In the 1901 census Hopwood listed himself as "an author" and in the same year he co-wrote lyrics, with Charles H. Taylor, for the "musical dream play" Bluebell in Fairyland at the Vaudeville Theatre (1901), with a book by Seymour Hicks and music by Walter Slaughter. The production ran for 294 performances until 26 June 1902 and featured Terriss in the title role and Hicks as the Sleeping King; Phyllis Dare was Mab. The critic from The Times described the production as "very dainty and charming", the music as "bright and tuneful", and the libretto as "full of humour". The play was revived in 1905, again in 1916 and was performed regularly during the pantomime season in London between 1917 and 1937. The play was adapted from the children's Christmas book The Sleepy King, a fairy tale written by Hopwood in 1898 in collaboration with Seymour Hicks and illustrated by Maud Trelawny. The Times described the book as "closely modelled on Alice in Wonderland, [and] is a clever and pretty imitation"; the critic for the St James's Gazette wrote that "The story is brimful of excellent fun, such as is bound to appeal to the hearts of children to whom the odd sayings and quaint antics of Blob and Blib, the extraordinary twins, should prove an inexhaustible source of mirth." In 1903 Hopwood published Rhymes without Reason, while in 1905 he published a non-fiction book, The Old English Sheepdog: From Puppyhood to Championship, A Handbook for Beginners.

==Later life==
In the 1911 census Hopwood is listed as a "private secretary" living in Malmesbury, Wiltshire, at which time his widowed sister Eleanor Ramsay (1867‒1922) was staying with him.

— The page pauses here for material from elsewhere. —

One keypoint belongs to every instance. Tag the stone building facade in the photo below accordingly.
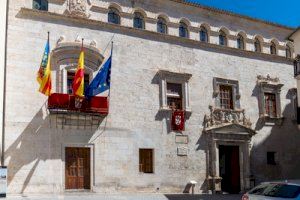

Later his sister rented a house, the Beeches on Burton Hill in Malmesbury, and Hopwood lived with her there until he was admitted to The Retreat, a centre for the treatment of people with mental health needs in York, where he died aged 54 in October 1917 from tuberculosis and paralytic dementia (GPI).

Hopwood never married, and in his will he left his estate of £1,264 15s to his sister, Eleanor Ramsay.